Menurut Jon, Tanjak dianggap lambang kewibawaan di kalangan masyarakat Melayu. Semakin tinggi dan kompleks bentuknya, menunjukkan semakin tinggi pula status sosial si pemakainya. Tanjak biasa dipakai masyarakat melayu diseluruh lapisan strata sosial, baik di lingkungan kerajaan yaitu kalangan bangsawan maupun masyarakat awam.
Maka strata sosial pemakai Tanjak sebenarnya bisa dibedakan dari lenggek atau lapis ikatan Tanjak itu sendiri. Lenggek yang dimaksud adalah lapis ikatan dari dalam ke luar atau dari bawah ke atas.
"Kalau satu atau tiga untuk orang awam, lima menandakan ia berada di lingkungan kerajaan, kalau tujuh lenggek untuk raja," jelas Jon.
Menurut Ketua Majelis Kerapatan Adat Lembaga Adat Melayu Riau (LAMR) Kabupaten Siak Zulkifli ZA, Warna Tanjak juga dibatasi, karena itu warna kuning merupakan warna kebesaran bagi orang Melayu, khusus untuk raja, maka Tanjak warna kuning tidak boleh dipakai orang awam. Sedangkan arah ikatan, Tanjak mayarakat awam dari kanan ke kiri, dan untuk raja dari kiri ke kanan. Hal ini bermaksud sebagai pembeda dan bermakna kebijakan raja diharapkan selalu di kanan yang melambangkan kebaikan.

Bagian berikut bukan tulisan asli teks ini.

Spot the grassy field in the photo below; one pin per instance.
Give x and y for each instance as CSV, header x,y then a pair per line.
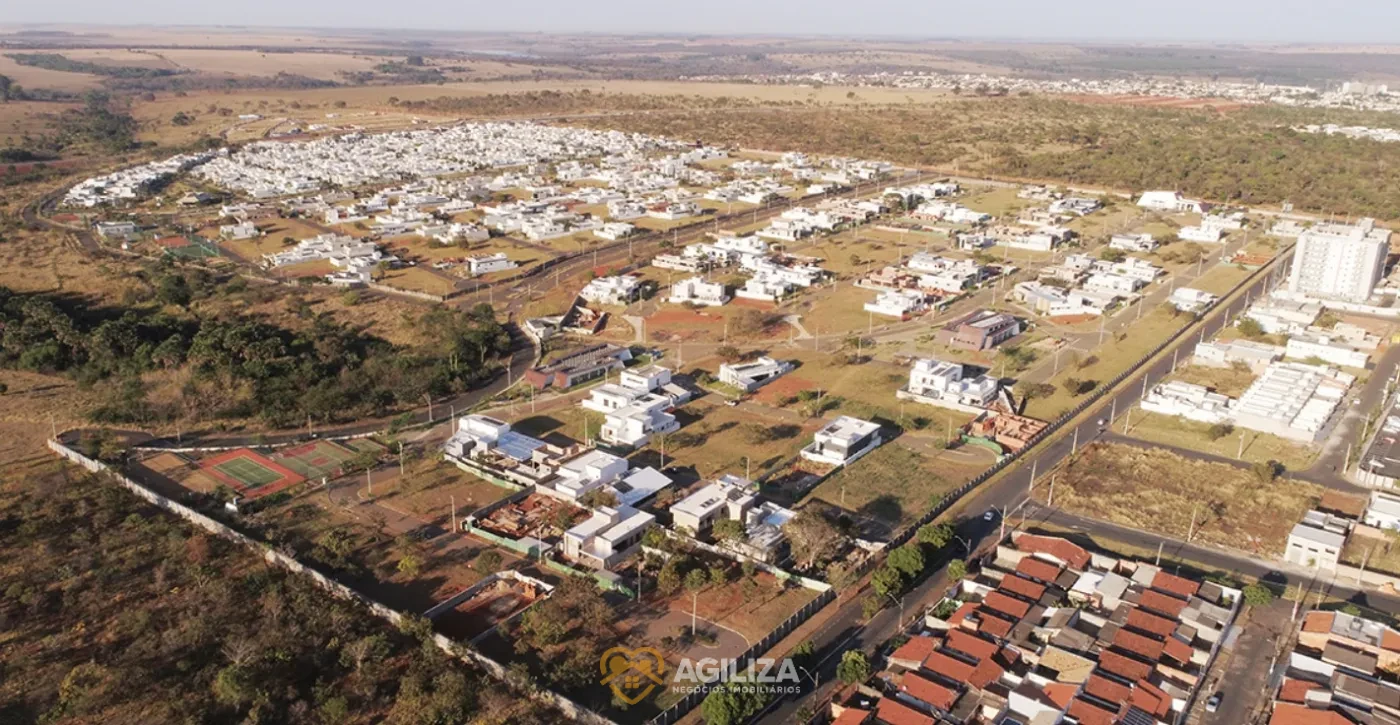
x,y
1196,435
1113,356
1158,490
891,486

Zulkifli menuturkan warna tanjak adat biasanya berwarna hitam, dan untuk pengantin disesuaikan dengan pakaian. “Dan biasanya ikat Tanjak bagi pengantin itu ikat hangtuah, namun sekarang banyak yang meniru ikat Dendam Tak Sudah yang populer di Malaysia,” ujarnya awal Februari lalu.
Untuk mengembangkan Tanjak ini, Komunitas Tanjak Siak terus mendukung para pengrajin untuk berinovasi. Untuk membuat motif-motif kekinian yang simpel dan lebih modis agar mudah diterima anak muda.
Di lain hal, pengurus Komunitas Tanjak Siak akan meminta warkah LAMR Kabupaten Siak, untuk memberikan petunjuk dalam memaki tanjak, baik untuk pemakai ataupun waktu yang tepat dipakai. (piramidnews)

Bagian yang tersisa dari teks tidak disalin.